The ATO says it does not intend to extend PCG 2020/5 for another year and will wait to see what changes the government legislates.
Late last month, Treasury released some proposals for amending the non-arm’s length income provisions in relation to expenses of a general nature.
Treasury has proposed that SMSFs would be subject to a factor-based approach wherein the maximum amount of income taxable at the highest marginal rate would be set at five times the level of the general expenditure breach.
Following the release of proposed amendments, calls from industry have emerged for the ATO to extend the transitional relief provided through PCG 2020/5 for general expenses for a further year.
With the amendments unlikely to be legislated ahead of 30 June 2023, the Tax Institute and DBA Lawyer’s director Daniel Butler said an extension to PCG 2020/5 would be appropriate to ensure funds have time to prepare.
Speaking at the SMSF Association National Conference, ATO deputy commissioner, superannuation and employer obligations Emma Rosenzweig was asked whether the ATO would consider extending the transitional relief past 30 June if there isn’t a legislative fix implemented by then.
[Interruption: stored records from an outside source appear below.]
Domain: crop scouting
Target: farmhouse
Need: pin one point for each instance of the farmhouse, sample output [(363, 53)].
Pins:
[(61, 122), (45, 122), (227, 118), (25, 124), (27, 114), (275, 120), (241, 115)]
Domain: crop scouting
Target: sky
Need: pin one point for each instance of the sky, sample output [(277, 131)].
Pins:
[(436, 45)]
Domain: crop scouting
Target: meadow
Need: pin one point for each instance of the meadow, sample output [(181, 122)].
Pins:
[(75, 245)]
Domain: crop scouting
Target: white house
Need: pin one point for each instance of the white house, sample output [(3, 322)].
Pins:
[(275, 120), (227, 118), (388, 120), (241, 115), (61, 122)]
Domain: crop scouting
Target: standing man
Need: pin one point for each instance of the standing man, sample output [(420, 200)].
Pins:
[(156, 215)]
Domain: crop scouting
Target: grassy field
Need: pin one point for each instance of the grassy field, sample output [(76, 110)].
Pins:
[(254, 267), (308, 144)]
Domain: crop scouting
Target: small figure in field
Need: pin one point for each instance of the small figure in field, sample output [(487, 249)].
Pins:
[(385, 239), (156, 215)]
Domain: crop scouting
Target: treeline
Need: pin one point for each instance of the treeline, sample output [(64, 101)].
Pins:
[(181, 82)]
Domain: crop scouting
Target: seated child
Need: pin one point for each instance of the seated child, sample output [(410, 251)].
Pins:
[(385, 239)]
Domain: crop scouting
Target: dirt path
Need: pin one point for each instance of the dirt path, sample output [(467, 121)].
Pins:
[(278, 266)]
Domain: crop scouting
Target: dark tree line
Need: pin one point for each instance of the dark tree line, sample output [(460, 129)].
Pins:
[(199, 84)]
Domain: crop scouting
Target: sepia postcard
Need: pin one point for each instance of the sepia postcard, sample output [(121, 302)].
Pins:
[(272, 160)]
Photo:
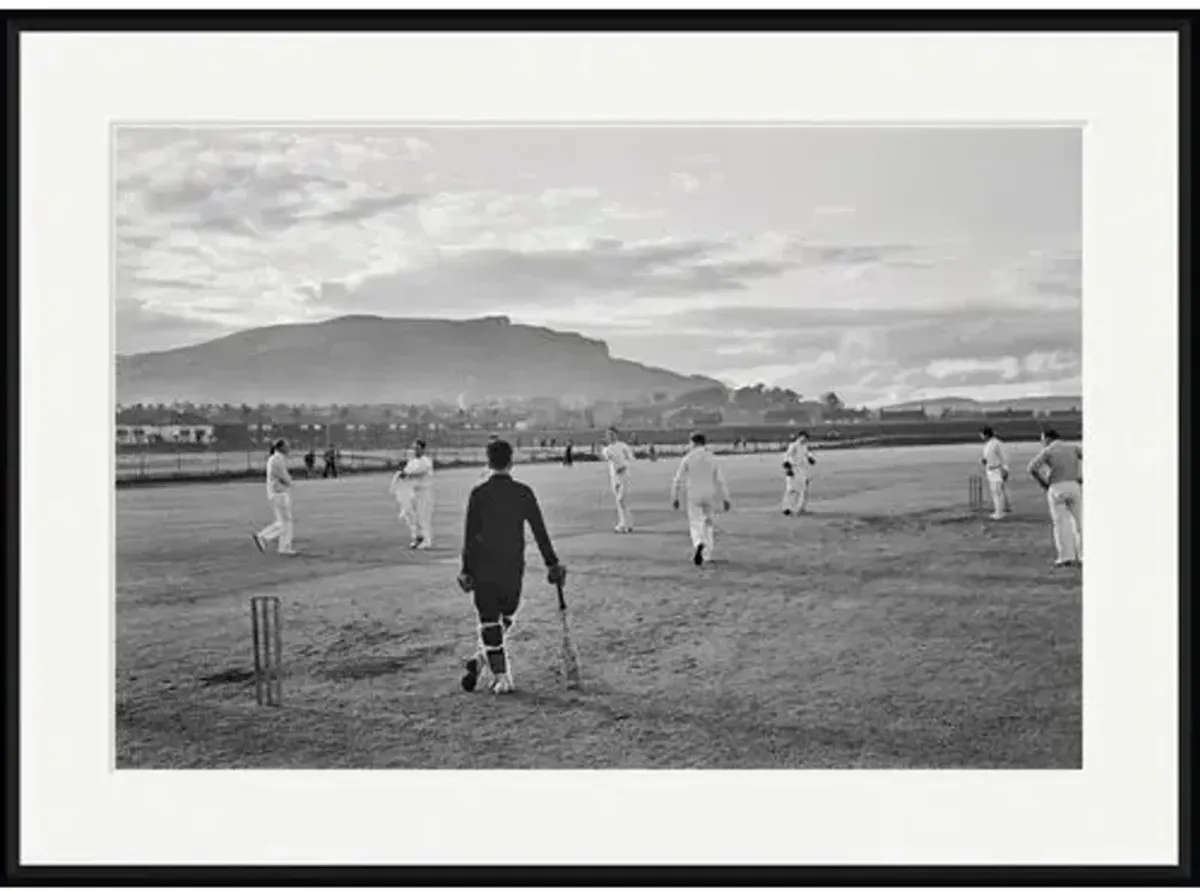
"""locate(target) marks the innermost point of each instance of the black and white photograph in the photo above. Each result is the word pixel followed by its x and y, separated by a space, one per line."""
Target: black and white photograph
pixel 672 441
pixel 791 417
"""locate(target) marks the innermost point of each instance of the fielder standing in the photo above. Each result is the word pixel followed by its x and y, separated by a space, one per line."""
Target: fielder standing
pixel 700 473
pixel 493 563
pixel 995 463
pixel 279 493
pixel 1059 469
pixel 619 457
pixel 797 462
pixel 413 489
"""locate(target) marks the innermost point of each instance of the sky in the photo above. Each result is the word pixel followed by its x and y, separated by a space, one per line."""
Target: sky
pixel 882 263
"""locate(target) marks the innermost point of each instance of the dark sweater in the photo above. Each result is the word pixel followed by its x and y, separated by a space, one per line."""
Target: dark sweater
pixel 493 544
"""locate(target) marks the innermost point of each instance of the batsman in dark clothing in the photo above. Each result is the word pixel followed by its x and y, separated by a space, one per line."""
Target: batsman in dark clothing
pixel 493 562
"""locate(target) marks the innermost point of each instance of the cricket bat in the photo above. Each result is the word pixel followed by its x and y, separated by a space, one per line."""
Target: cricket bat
pixel 570 657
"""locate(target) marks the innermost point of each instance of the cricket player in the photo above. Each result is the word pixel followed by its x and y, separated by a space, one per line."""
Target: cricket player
pixel 619 457
pixel 493 563
pixel 1059 471
pixel 797 462
pixel 995 465
pixel 700 473
pixel 279 493
pixel 413 489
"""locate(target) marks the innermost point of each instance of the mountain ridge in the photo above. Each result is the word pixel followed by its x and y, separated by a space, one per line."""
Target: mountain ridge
pixel 361 359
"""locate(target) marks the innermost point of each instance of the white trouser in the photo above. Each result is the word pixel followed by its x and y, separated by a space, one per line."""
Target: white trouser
pixel 281 529
pixel 796 491
pixel 1066 499
pixel 700 523
pixel 417 510
pixel 621 493
pixel 1001 501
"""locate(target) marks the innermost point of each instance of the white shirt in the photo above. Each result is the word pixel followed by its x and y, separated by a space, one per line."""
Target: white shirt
pixel 701 473
pixel 1059 462
pixel 798 455
pixel 279 481
pixel 419 472
pixel 994 455
pixel 619 457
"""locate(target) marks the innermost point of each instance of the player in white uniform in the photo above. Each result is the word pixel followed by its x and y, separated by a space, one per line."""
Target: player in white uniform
pixel 700 473
pixel 797 462
pixel 619 457
pixel 413 489
pixel 1059 471
pixel 995 463
pixel 279 493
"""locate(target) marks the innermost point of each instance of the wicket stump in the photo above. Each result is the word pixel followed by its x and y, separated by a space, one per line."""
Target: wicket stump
pixel 265 628
pixel 975 497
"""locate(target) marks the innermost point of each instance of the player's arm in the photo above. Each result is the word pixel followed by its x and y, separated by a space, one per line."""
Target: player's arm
pixel 720 485
pixel 677 481
pixel 1036 466
pixel 540 534
pixel 471 534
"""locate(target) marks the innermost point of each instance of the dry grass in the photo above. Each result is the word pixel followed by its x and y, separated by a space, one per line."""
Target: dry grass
pixel 888 629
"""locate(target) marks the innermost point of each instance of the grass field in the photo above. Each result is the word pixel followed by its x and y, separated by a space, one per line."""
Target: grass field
pixel 888 629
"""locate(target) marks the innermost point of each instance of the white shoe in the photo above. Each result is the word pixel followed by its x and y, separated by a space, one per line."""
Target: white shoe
pixel 503 684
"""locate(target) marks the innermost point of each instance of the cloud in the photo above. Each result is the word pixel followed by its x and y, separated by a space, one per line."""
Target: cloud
pixel 684 183
pixel 141 328
pixel 219 229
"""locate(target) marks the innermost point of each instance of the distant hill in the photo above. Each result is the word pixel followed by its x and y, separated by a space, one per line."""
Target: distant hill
pixel 1048 403
pixel 365 359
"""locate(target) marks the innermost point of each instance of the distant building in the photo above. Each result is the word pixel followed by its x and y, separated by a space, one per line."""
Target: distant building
pixel 903 415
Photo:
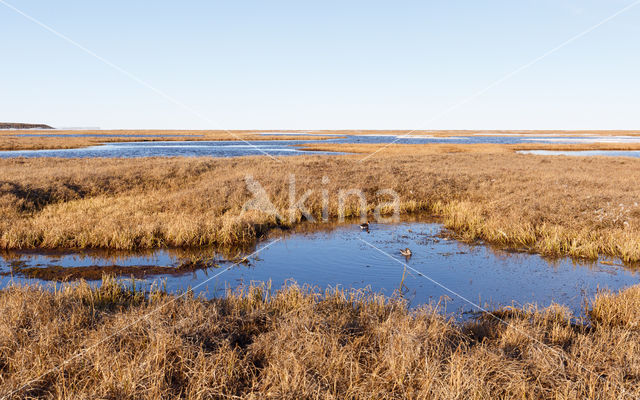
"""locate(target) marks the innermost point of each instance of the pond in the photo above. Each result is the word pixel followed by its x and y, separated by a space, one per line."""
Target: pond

Ms Rosenzweig said the ATO does not intend to extend PCG 2020/5 beyond 30 June this year for SMSFs.
“It’s been in place for a number of years already and the PCG has never been about an interpretation of the law, we’ve always had a clear position on how the law operates.”
“I understand there have been concerns raised and that's what's being consulted on, about whether that's the right policy, but it is what the law currently says.”
Ms Rosenzweig said trustees have had a number of years to understand what the rules are and how they should be applied.
“So, we’re not intending to extend it.”
Industry has already raised a number of concerns about the proposed amendments to the non-arm’s length income provisions, with some professionals fearing it will do nothing to alleviate red tape.
Industry associations have highlighted that the proposed measures would effectively create a tax rate of 225 per cent to any discount on a non-arm’s length expense, even where it’s a relatively minor breach.
The SMSF Association also expressed concerns about the application of a different tax treatment for SMSFs versus APRA-regulated super funds.
“It is also our position that tax neutrality across the superannuation industry should be maintained,” said SMSF Association deputy chief executive Peter Burgess previously.